Even for those who went on to win promotions and climb the corporate ladder, the scars remain.
“It was brother against brother,” said Cola War veteran Nathan McCune, now creative director for BBDO. “A lot of the people I graduated from Wharton Business School with in ’83 were drafted by Coca-Cola agencies, and I wound up serving with Pepsi. There was always that paralyzing fear that you’d run into an old classmate at an annual beverage retailers’ convention, and he would suddenly be the enemy.”
For other veterans, the brutal, caffeinated war took an even greater toll: To date, more than 5,000 veterans have been diagnosed with what doctors have dubbed “Cola War Syndrome.”
“For years after the war, any time I went to the supermarket and saw those rows of two-liter bottles, I was back there in the office,” said James Pritchett, a homeless veteran who served with the Lintas Group from 1984 to 1990. “The jingles would start running through my brain, and I could smell the laser printer ink from the production office. Suddenly, I wasn’t in the grocery store anymore. I was in hell.”
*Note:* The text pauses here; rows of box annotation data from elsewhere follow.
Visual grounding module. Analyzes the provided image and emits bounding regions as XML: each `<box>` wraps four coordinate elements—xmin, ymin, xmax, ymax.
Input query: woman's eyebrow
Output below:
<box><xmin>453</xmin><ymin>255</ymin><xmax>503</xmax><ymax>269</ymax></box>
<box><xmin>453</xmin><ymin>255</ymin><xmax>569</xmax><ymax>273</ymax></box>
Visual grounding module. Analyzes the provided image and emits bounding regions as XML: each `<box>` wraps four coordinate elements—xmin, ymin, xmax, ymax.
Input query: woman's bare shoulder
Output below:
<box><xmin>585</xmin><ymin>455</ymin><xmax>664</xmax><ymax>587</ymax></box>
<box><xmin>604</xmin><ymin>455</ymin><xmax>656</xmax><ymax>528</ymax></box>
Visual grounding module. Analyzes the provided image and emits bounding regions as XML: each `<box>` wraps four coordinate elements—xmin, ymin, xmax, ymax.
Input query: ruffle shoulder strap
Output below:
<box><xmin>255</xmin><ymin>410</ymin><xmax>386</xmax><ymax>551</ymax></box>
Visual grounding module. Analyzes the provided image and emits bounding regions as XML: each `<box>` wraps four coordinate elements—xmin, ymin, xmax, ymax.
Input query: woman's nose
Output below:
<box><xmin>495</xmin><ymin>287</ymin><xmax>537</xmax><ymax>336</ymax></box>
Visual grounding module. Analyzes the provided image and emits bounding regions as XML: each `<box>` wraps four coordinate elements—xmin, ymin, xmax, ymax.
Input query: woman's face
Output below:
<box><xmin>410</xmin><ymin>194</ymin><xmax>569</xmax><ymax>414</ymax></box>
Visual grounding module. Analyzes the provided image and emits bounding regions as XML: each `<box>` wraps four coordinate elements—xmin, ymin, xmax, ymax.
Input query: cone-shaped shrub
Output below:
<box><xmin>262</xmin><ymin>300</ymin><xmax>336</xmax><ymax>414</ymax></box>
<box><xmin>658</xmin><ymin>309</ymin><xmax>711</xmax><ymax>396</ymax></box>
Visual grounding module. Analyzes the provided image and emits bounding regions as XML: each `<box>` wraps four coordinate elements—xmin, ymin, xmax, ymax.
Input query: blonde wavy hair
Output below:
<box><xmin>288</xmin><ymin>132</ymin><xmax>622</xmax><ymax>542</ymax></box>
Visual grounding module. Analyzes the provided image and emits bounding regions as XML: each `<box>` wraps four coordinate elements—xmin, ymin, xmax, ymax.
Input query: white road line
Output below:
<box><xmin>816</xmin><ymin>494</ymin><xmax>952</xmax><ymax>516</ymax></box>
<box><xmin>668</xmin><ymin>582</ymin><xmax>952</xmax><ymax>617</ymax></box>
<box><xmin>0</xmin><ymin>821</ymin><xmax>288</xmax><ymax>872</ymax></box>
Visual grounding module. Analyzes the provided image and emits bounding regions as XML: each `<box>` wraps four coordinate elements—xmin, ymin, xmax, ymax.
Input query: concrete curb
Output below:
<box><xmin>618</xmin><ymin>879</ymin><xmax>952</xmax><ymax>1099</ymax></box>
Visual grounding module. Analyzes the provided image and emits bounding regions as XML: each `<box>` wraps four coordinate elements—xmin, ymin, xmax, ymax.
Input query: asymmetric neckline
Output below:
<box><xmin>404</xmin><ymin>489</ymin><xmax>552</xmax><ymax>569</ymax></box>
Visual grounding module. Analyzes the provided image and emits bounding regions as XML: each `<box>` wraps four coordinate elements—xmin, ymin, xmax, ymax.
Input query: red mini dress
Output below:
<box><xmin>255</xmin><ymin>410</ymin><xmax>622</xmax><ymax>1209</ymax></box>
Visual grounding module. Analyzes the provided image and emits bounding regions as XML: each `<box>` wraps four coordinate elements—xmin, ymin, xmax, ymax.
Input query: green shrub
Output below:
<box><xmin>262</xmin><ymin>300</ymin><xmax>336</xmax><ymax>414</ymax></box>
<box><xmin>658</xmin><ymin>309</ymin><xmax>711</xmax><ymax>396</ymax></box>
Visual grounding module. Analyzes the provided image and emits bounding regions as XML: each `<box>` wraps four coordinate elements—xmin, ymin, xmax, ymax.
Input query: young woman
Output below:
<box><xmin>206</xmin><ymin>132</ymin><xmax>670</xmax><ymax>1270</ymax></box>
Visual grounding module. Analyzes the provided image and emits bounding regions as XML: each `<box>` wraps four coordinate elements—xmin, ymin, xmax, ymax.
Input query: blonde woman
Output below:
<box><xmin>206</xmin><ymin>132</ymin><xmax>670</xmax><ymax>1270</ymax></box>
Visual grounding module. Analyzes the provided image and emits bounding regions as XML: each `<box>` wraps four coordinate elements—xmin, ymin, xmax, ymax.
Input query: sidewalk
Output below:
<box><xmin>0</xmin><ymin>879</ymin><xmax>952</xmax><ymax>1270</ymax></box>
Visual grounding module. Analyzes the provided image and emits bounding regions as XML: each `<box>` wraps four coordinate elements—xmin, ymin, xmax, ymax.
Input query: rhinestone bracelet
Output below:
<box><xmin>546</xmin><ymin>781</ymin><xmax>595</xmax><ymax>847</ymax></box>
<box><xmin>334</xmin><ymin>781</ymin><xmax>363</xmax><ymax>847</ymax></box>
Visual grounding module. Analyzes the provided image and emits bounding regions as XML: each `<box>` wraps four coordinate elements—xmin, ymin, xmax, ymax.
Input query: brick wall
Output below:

On top of their own suffering, many veterans still feel great bitterness toward the thousands of advertising executives who dodged Cola War service altogether. In 1989, at the height of the war, some 1,500 executives across the nation switched to other accounts, most notably cars and breakfast cereals. Still others left the advertising industry entirely, finding work in public relations or consulting.
While veterans from both sides of the Cola War were moved and honored by the new memorial, controversy still remains over Pepsi’s decision to drop the Uh-Huh bomb in May 1991.
“They didn’t have to do it,” said Harvard University history professor Arthur A. Gould. “By all indications, the war would have been over within six months, anyway.”
“When the marketing director announced the Diet Pepsi ’Uh-Huh!’ campaign, a slogan of awesome power and catchiness backed by Ray Charles’ high recognition factor, I was morally outraged,” said Thomas Rendell, a member of the Diet Pepsi creative team’s inner circle during the war. “I told him, ’We cannot do this. We can win the war by sane means.’ But he was adamant, and in the end I had no choice.”
Seven years after the Cola War’s end, with the dedication of the new memorial, there is a sense among veterans that the wounds can finally begin to heal.
“When you think about it, we weren’t all that different. Both sides really wanted the same thing: to sell carbonated, caramel-flavored beverage products to the masses,” Leo Burnett CEO Pat Allaire said.
On display at the base of the memorial are hundreds of letters written by those who fought in the war. Among the many stirring testimonials is a letter written many years ago by a nameless, 21-year-old copywriter who lost his job in the Cola War. It reads: “I dream of a day when there is no Coke, of a day when there is no Pepsi. On this day, the people of the world will not be bitterly divided between two leading brands. On this day, there will be only one beverage, uniting us all: sweet, refreshing cola.”
Will the memorial provide a sense of closure to those whose lives were forever changed by the prolonged conflict? Gazing at the proud, silent memorial, retired Saatchi & Saatchi copywriter Doug Wennington summed up the hopes of ad executives everywhere: “Perhaps, one day we will have closure. A refreshing new sense of closure—with attitude.”